Author: Nikolai Khabarov, Embedded Expert DataArt, Evangelist for Smart Home Technologies.The test results presented in the
article on comparing the performance of the Raspberry Pi3 and DragonBoard boards when working with applications in Python raised doubts among some colleagues.
In particular, the following comments appeared under the material:
')
“... I did benchmarks between 32-bit ARMs, between 64-bit and between Intel x86_64 and all the numbers were comparable. at least between 32 bit and 64 bit ARMs, the difference was tens of percent, and not many times. well, or are you just different purely --cpu-max-prime indicated "."Amazing results usually mean an experimental error."“There is a suspicion that there is some kind of error in the CPU test. I personally tested different ARMs with sysbench, but there wasn’t a close 25 times difference. In principle, good ARM media in the CPU test can be several times more efficient than the BCM2837, but not as much as 25 times.
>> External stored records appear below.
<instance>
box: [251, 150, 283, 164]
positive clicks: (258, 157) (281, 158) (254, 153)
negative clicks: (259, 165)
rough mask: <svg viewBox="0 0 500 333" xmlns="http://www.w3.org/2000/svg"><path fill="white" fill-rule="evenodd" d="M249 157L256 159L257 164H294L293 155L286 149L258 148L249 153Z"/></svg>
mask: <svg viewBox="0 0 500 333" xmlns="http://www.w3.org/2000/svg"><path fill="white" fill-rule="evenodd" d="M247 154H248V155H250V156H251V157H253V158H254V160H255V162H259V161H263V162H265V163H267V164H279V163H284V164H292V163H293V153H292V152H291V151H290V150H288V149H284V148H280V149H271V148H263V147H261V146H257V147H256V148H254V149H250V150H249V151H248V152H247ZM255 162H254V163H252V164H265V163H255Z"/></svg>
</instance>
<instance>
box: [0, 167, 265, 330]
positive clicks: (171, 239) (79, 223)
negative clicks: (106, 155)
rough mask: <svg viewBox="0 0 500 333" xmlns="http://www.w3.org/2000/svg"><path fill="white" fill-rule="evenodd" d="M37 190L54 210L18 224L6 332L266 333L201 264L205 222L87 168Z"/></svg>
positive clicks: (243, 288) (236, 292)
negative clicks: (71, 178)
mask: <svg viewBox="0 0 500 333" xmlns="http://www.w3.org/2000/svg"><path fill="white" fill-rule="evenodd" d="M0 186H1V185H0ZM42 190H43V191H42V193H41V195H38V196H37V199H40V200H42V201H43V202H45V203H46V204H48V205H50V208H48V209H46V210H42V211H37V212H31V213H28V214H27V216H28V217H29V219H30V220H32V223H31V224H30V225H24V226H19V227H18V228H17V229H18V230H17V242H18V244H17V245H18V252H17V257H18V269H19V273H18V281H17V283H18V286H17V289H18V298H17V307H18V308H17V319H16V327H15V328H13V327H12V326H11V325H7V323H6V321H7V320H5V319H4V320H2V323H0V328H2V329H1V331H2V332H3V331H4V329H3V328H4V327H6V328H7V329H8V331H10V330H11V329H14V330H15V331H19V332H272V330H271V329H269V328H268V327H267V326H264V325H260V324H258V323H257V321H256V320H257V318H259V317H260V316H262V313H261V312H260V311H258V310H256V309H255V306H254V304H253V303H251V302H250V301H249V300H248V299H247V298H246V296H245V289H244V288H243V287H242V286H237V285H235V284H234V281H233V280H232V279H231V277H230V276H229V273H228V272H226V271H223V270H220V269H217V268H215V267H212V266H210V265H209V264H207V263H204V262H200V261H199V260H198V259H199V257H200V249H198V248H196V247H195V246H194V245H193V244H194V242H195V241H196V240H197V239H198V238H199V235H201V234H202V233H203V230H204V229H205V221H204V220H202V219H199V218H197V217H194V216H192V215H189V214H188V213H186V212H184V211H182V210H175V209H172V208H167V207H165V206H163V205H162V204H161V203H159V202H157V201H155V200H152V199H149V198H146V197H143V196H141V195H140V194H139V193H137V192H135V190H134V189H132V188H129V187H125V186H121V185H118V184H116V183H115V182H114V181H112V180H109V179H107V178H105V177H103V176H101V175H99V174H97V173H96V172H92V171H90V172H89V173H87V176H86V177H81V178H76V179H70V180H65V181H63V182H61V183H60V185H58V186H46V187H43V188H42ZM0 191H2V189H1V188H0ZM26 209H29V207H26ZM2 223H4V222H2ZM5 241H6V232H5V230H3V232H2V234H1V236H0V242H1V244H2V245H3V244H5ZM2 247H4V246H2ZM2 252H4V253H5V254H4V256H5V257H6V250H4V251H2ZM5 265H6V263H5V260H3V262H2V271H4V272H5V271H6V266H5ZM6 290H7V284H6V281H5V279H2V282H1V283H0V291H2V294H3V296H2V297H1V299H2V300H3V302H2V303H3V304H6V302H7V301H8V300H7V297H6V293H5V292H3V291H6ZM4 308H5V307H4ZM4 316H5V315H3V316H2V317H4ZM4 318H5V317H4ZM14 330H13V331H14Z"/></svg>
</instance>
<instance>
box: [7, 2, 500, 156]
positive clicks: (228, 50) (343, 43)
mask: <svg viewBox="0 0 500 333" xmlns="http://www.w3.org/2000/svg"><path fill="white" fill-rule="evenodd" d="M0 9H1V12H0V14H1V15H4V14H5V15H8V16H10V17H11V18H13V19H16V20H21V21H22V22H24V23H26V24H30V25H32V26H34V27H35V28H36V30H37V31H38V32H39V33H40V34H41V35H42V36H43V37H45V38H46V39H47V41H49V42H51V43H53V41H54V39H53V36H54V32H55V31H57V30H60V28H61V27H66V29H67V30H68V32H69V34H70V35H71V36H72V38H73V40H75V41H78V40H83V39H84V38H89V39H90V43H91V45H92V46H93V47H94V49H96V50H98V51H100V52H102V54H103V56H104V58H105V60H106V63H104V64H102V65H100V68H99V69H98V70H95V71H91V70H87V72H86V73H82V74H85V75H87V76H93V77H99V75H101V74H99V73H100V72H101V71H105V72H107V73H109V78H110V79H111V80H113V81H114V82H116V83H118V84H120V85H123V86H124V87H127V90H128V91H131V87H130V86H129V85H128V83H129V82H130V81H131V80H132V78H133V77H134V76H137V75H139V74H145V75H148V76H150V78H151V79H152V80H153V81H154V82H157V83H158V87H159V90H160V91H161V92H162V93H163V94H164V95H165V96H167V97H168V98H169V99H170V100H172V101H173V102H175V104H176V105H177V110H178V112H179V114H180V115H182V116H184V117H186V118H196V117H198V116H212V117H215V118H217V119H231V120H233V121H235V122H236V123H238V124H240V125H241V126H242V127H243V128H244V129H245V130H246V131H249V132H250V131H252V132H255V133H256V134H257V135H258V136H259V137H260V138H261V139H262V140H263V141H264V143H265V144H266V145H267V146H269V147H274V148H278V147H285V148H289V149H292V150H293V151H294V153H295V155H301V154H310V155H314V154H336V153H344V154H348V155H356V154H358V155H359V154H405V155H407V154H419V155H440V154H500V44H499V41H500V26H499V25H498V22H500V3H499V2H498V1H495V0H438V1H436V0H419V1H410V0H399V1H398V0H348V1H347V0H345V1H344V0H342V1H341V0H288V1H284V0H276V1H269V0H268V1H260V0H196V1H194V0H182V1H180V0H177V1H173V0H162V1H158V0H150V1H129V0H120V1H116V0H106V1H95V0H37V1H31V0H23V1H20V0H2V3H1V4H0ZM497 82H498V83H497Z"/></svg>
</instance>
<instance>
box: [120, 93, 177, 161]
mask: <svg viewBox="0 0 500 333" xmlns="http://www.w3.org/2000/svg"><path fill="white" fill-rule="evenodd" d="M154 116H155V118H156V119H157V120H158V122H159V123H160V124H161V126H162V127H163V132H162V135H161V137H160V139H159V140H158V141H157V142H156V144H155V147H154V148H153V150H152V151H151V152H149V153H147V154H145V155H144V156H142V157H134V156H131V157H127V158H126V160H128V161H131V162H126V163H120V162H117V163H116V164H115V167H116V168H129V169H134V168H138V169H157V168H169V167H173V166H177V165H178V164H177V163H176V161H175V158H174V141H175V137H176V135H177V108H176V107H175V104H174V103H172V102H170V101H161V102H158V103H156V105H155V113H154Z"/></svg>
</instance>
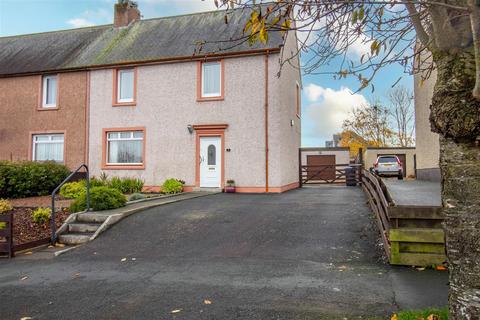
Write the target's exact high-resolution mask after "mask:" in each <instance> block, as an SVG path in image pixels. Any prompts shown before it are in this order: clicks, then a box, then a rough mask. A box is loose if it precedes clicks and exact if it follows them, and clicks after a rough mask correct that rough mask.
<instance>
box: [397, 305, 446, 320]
mask: <svg viewBox="0 0 480 320" xmlns="http://www.w3.org/2000/svg"><path fill="white" fill-rule="evenodd" d="M430 315H435V316H437V318H433V319H435V320H437V319H438V320H448V308H447V307H445V308H441V309H437V308H429V309H424V310H418V311H400V312H399V313H398V314H397V318H396V319H397V320H430V319H431V318H429V316H430ZM392 319H395V318H394V317H392Z"/></svg>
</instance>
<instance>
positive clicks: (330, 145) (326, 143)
mask: <svg viewBox="0 0 480 320" xmlns="http://www.w3.org/2000/svg"><path fill="white" fill-rule="evenodd" d="M340 140H342V135H341V134H334V135H333V140H327V141H325V147H327V148H333V147H338V146H340Z"/></svg>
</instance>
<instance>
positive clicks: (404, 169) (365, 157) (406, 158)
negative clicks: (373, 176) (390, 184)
mask: <svg viewBox="0 0 480 320" xmlns="http://www.w3.org/2000/svg"><path fill="white" fill-rule="evenodd" d="M417 154H418V150H417V149H416V148H415V147H367V149H366V150H365V168H366V169H367V170H368V169H369V168H371V167H373V165H374V163H375V161H376V160H377V157H378V156H386V155H395V156H397V157H398V159H399V160H400V161H401V162H402V167H403V176H404V177H415V171H416V167H417V166H416V158H417Z"/></svg>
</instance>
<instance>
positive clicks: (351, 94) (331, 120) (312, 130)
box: [302, 84, 368, 145]
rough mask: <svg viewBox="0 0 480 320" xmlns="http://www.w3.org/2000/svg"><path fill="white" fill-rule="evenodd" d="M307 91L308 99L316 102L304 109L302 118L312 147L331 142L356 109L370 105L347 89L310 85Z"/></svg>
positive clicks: (362, 97)
mask: <svg viewBox="0 0 480 320" xmlns="http://www.w3.org/2000/svg"><path fill="white" fill-rule="evenodd" d="M305 90H306V91H305V93H306V95H307V98H308V99H309V100H310V101H313V102H314V103H311V104H309V105H307V106H306V107H305V108H304V111H303V117H302V126H303V130H304V136H305V138H306V140H307V141H308V142H307V144H310V145H320V141H324V140H331V139H332V135H333V134H334V133H338V132H340V131H341V130H342V124H343V121H344V120H345V119H347V118H348V117H349V114H350V112H351V110H352V109H353V108H354V107H360V106H362V105H367V104H368V102H367V99H366V98H365V97H364V96H363V95H361V94H358V93H353V92H352V91H351V90H350V89H349V88H347V87H342V88H340V90H334V89H332V88H324V87H321V86H318V85H315V84H310V85H308V86H306V88H305Z"/></svg>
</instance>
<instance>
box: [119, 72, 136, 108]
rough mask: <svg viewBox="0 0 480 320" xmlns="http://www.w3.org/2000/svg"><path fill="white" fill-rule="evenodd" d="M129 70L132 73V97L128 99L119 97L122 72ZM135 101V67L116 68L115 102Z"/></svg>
mask: <svg viewBox="0 0 480 320" xmlns="http://www.w3.org/2000/svg"><path fill="white" fill-rule="evenodd" d="M126 72H131V73H132V81H133V83H132V88H133V90H132V97H131V98H128V99H121V98H120V97H121V88H122V73H126ZM134 101H135V69H134V68H131V69H119V70H117V102H118V103H129V102H134Z"/></svg>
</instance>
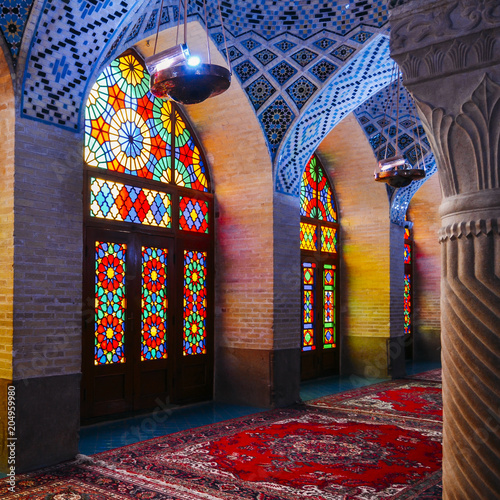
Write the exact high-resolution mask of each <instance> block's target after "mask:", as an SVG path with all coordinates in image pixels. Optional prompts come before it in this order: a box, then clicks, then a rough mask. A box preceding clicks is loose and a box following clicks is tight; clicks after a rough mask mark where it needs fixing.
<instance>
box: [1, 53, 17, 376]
mask: <svg viewBox="0 0 500 500" xmlns="http://www.w3.org/2000/svg"><path fill="white" fill-rule="evenodd" d="M14 121H15V112H14V90H13V88H12V80H11V76H10V71H9V68H8V66H7V62H6V61H5V59H4V57H3V54H2V53H1V52H0V130H1V131H2V140H1V141H0V158H1V161H0V248H1V249H2V251H1V252H0V378H4V379H10V378H12V330H13V327H12V300H13V293H14V292H13V288H14V281H13V280H14V269H13V262H14V143H15V130H14Z"/></svg>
I suspect that the test for pi was made in one thread, and for DragonBoard in 4 threads (4 cores). ”This is the
cpu test from the sysbench test suite. The answer to these assumptions was so voluminous that I decided to publish it in a separate post, at the same time explaining why in some tasks the difference can be so enormous.
To begin with, the commands with all the arguments for the test were listed in the table of the original article. Of course, there is no argument for --cpu-max-prime or other arguments forcing you to use multiple processor cores. In terms of the 10-20% difference, perhaps, there was a test of the overall system performance, which on real applications (not always, of course, but most likely) just shows 10-20% of the difference between 32-bit and 64 -bit modes of the same processor.
In principle, it is possible to read how mathematical operations are implemented with a bit depth of a higher word width, for example,
here . It makes no sense to rewrite algorithms. Say, multiplication will take about 4 times more CPU cycles (three multiplications + addition operations). Naturally, this value may vary from processor to processor and depending on compiler optimization. For example, for an ordinary x86 processor there may be no difference, since with the advent of the MMX instruction set, it became possible to use 64-bit registers and 64-bit calculations on 32-bit processor. And with the advent of SSE, 128-bit registers appeared. If the program is compiled using such instructions, then it can be performed even faster than 32-bit calculations, a difference of 10-20% or even more can be observed in the other direction, since the same MMX instruction set can perform several operations at the same time.
But it’s still a synthetic test that explicitly uses 64-bit numbers (source codes are available
here ), and since the package is taken from the official repository, it’s not a fact that all the possible optimizations were included when building the package (all because of compatibility with other ARM processors). For example, ARM processors since v6 support SIMD, which, like MMX / SSE on x86, can work with 64-bit and 128-bit arithmetic. We did not set out to squeeze as many “parrots” out of the tests as possible, we are interested in the real state of affairs when installing applications out of the box, since we don’t want to reinstall half of the operating system.
Still do not believe that even "out of the box" speed on the same processor can not differ tenfold depending on the processor mode?
Well, let's take the same DragonBoard.
sysbench --test=cpu run
This time with screenshots:

12.4910 seconds. Ok, now on the same board:
sudo dpkg --add-architecture armhf sudo apt update sudo apt install sysbench:armhf
With these teams, we installed the 32-bit version of the sysbench package on the same DragonBoard board.
And again:
sysbench --test=cpu run
And here is a screenshot of it (apt install output is visible at the top):

156.4920 seconds. The difference is more than 10 times. Since we are talking about such cases, let's see in more detail why. Let's write just such a simple program in C:
#include <stdint.h> #include <stdio.h> int main(int argc, char **argv) { volatile uint64_t a = 0x123; volatile uint64_t b = 0x456; volatile uint64_t c = a * b; printf("%lu\n", c); return 0; }
We use the volatile keyword so that the compiler does not count everything in advance, namely, it would assign variables and honestly multiply two arbitrary 64-bit numbers. Let's build a program for both architectures:
arm-linux-gnueabihf-gcc -O2 -g main.c -o main-armhf aarch64-linux-gnu-gcc -O2 -g main.c -o main-arm64
And now let's look at the arm64 disassembler:
$ aarch64-linux-gnu-objdump -d main-arm64

The instruction mul is quite predictably used. And now for armhf:
$ arm-linux-gnueabihf-objdump -d main-armhf

As you can see, the compiler has applied one of the methods of long arithmetic. And as a result, we are witnessing a whole footwoman that uses quite heavyweight instructions like mul, mla, umull. Hence the multiple performance differences.
Yes, you can still try to compile, including some set of instructions, but then we may lose compatibility with some processor. Again, again, we were interested in the real speed of the entire board with real binary packages. We hope this rationale, why such a difference was obtained on a particular
cpu test, is enough. And you will not be confused by such gaps in some tests and, possibly, some application programs.